* * * * * * O tu-czytam
tu-czytam.blogspot.com to strona z recenzjami: portal literacki tworzony w pełni przez jedną osobę i wykorzystujący szablon bloga dla łatwego wprowadzania kolejnych tekstów.

Nie znajdzie się tu polecajek, konkursów, komciów ani podpiętych social mediów, za to codziennie od 2009 roku pojawiają się pełnowymiarowe (minimum 3000 znaków) omówienia książek.

Zapraszam do kontaktu promotorki książek i wydawnictwa.

Zabrania się kopiowania treści strony. Publikowanie fragmentów tekstów możliwe wyłącznie za zgodą autorki i obowiązkowo z podaniem źródła. Kontakt: iza.mikrut@gmail.com

piątek, 12 listopada 2021

Joanna Gaines: Świat chce, byś był sobą

Harperkids, Warszawa 2021.

Porada

Takich książek powinno być na rynku jak najwięcej. „Świat chce, byś był sobą” to tomik obrazkowy, w którym podstawowe przesłanie zostało powtórzone także w tytule. Joanna Gaines w krótkim i przekonującym wierszyku (znakomicie przełożonym przez Katarzynę Huzar-Czub – niewiele jest tu współbrzmień gramatycznych czy nieudanych, utwór trzyma rytm i zwykle ma dobre rymy wpadające w ucho dzieciom i ich rodzicom) przypomina, że każdy ma prawo być, kim chce – i nie powinien próbować się dopasowywać do wymogów innych. Najłatwiej jest to autorce pokazać na przykładzie zabawy: oto dzieci mają przygotować balony, którymi potem wylecą w niebo. Szybko staje się jasne, że każde dziecko ma inny system pracy i inaczej wykonuje swoje zadanie. Jedni lubią pracować w grupie, inni są indywidualistami, jedni lubią rozmawiać, inni potrzebują ciszy i skupienia. Tak samo jest, jeśli chodzi o wykonanie przedmiotów: są tu balony o fantazyjnych kształtach albo balony z resztek, tworzone ze wszystkiego, co jest pod ręką. Każdy pracuje, jak mu wygodnie i zgodnie z tym, czego potrzebuje. Dopiero gdy balony wyfruną pod niebo, okaże się, że naprawdę wszyscy różnią się od siebie – i to jest największa wartość. Joanna Gaines w prostych słowach przypomina dzieciom, że każdy powinien być sobą. To prawda, o której dorośli często zapominają – warto zatem wyczulać na nią najmłodszych już od pierwszych lektur.
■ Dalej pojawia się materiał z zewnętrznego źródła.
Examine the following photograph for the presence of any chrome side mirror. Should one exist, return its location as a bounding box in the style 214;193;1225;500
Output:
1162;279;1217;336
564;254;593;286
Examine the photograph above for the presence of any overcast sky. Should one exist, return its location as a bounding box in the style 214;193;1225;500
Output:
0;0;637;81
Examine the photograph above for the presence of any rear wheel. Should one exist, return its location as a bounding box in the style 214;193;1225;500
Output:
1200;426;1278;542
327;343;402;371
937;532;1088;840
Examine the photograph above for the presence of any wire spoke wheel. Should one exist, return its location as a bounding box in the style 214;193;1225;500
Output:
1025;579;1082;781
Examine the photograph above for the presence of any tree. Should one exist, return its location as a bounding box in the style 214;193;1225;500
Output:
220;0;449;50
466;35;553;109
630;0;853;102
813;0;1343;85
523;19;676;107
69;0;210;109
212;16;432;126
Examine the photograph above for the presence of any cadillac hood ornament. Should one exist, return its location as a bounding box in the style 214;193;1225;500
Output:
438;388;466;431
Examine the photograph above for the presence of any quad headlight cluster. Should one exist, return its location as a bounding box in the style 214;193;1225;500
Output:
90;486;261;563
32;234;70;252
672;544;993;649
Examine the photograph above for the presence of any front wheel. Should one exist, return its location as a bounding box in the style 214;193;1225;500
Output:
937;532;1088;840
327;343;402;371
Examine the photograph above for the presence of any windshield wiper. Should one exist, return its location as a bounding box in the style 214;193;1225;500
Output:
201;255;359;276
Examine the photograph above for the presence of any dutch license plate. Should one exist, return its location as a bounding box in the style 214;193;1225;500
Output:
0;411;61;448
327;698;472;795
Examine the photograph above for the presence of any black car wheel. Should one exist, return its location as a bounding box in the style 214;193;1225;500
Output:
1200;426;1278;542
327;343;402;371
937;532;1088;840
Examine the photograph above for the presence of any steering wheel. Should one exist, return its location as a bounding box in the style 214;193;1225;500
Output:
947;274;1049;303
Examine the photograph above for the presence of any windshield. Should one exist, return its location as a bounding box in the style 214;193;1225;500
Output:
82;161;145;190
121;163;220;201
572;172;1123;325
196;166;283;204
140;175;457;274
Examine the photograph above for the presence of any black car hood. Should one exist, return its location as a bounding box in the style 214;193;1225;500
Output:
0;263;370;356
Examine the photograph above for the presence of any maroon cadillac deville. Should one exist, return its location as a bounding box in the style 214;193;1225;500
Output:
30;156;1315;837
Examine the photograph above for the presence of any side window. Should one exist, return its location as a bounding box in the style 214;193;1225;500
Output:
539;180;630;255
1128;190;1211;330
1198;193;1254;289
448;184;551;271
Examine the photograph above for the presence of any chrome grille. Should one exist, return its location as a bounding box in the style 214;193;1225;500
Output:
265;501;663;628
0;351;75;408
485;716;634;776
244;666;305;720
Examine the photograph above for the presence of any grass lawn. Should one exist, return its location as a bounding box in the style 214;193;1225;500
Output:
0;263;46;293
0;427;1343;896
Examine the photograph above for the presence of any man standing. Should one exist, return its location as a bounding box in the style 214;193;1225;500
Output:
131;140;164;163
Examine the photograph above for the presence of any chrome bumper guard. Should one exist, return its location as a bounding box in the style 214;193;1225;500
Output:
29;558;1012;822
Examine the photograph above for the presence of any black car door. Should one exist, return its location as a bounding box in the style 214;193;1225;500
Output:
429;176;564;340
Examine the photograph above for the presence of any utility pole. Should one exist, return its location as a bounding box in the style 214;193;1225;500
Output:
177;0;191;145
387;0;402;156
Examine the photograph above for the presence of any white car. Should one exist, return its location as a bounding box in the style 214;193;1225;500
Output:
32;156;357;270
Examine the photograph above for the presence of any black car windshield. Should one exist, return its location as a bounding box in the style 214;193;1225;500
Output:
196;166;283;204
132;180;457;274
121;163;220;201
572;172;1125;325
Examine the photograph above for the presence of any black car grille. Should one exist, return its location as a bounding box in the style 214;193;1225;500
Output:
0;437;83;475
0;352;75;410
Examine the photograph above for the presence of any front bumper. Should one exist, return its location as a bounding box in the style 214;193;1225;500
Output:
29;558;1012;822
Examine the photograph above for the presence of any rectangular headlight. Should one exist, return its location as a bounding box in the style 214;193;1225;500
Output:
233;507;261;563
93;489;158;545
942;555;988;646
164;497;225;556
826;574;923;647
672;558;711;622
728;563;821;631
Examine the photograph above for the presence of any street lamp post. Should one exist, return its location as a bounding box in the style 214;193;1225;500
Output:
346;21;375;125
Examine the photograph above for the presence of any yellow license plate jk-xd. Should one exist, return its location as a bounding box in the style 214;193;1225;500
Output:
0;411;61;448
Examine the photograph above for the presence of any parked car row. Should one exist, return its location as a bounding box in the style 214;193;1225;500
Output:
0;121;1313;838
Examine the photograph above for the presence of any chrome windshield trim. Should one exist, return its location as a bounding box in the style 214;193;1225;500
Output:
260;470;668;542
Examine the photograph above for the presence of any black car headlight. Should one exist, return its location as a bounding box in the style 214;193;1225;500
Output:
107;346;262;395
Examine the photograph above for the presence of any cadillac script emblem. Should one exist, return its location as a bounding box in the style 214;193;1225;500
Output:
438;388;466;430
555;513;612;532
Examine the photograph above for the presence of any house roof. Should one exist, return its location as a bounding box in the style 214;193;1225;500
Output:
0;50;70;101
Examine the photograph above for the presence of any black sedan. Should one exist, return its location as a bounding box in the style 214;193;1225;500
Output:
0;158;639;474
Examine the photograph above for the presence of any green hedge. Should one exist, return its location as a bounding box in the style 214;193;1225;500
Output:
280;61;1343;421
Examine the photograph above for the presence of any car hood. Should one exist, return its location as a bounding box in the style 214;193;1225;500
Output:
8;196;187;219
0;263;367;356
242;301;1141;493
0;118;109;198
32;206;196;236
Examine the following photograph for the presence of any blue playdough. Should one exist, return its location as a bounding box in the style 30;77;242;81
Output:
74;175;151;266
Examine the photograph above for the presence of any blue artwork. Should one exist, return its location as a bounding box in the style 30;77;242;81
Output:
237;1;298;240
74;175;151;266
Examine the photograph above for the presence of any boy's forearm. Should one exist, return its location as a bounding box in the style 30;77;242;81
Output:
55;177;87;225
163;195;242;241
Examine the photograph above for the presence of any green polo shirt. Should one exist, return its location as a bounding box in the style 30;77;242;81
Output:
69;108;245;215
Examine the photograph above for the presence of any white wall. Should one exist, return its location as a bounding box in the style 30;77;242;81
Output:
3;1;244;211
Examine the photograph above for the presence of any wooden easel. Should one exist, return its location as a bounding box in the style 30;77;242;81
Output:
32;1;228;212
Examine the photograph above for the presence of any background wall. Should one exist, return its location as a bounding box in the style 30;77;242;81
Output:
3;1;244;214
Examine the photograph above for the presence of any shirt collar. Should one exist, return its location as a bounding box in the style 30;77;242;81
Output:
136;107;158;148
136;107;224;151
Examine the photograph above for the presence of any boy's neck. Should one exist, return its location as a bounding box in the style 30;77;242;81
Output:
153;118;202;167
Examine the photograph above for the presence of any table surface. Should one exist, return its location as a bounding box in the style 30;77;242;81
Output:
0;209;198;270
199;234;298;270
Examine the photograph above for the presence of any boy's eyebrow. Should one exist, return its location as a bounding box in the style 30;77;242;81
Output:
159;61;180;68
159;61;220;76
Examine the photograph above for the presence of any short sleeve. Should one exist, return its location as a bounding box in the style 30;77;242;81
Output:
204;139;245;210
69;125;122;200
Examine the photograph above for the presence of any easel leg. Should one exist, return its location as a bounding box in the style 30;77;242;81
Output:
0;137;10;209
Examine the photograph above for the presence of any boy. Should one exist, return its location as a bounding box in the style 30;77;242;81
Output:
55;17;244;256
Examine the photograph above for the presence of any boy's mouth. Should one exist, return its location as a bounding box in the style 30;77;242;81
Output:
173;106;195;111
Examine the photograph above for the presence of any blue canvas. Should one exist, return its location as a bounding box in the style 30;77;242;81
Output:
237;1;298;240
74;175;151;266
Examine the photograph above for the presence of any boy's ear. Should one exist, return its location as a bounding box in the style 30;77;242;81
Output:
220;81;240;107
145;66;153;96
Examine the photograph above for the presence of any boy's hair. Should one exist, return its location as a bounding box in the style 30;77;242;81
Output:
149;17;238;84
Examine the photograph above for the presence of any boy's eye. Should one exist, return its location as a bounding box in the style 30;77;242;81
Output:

A ponieważ tomik jest starannie przygotowany, powinien przypaść do gustu również rodzicom – i przypominać o tym, co najważniejsze.

Zabawa związana z robieniem balonów pobudza wyobraźnię i jest związana z przyjemnością: kojarzy się dzieciom z ciekawym zajęciem (a skoro można później wykonanym własnoręcznie balonem wylecieć w przestworza – robi się jeszcze milej). To sposób na przyciągnięcie najmłodszych do lektury i na uniknięcie abstrakcji w opowieści. Odbiorcom potrzebny jest czytelny przykład, historia zrozumiała bez przenośni i teoretyzowania. Tutaj mogą przekonać się, że rzeczywiście każdy bohater wybiera inną drogę do stworzenia balonu, każdy też realizuje zadanie po swojemu. Takie ujęcie tematu przemawia do wyobraźni i zapada w pamięć dzieciom, pozwala im na przyswojenie sobie podstawowych społecznych prawd i wyklucza konflikty w przyszłości. Ponieważ sytuacja przedstawiona jest w zgrabnym, wpadającym w ucho wierszyku, bardzo łatwo będzie ją zapamiętać. Proces wychowywania dzieci w duchu równości zamieniony zostaje na prostą i przekonującą bajkę – nietypową przez sam temat, ale też dobrze dopasowaną do percepcji maluchów. Autorka zwraca się też bezpośrednio do odbiorców, chcąc w ten sposób uruchomić ich wrażliwość.

A ponieważ książka jest picture bookiem, ilustracje Julianny Swaney odgrywają tu bardzo ważną rolę. Są proste i utrzymane w stonowanych kolorach, żeby nie męczyły wzroku, a jednocześnie urokliwe i zabawne – zwłaszcza kiedy dopowiada się na nich to, co nie zmieściło się w tekście. Obrazki przypadną do gustu odbiorcom w każdym wieku. Słowem, chociaż przesłanie jest tu w zasadzie oczywiste, realizacja nie sprawia, że książka wypada tendencyjnie.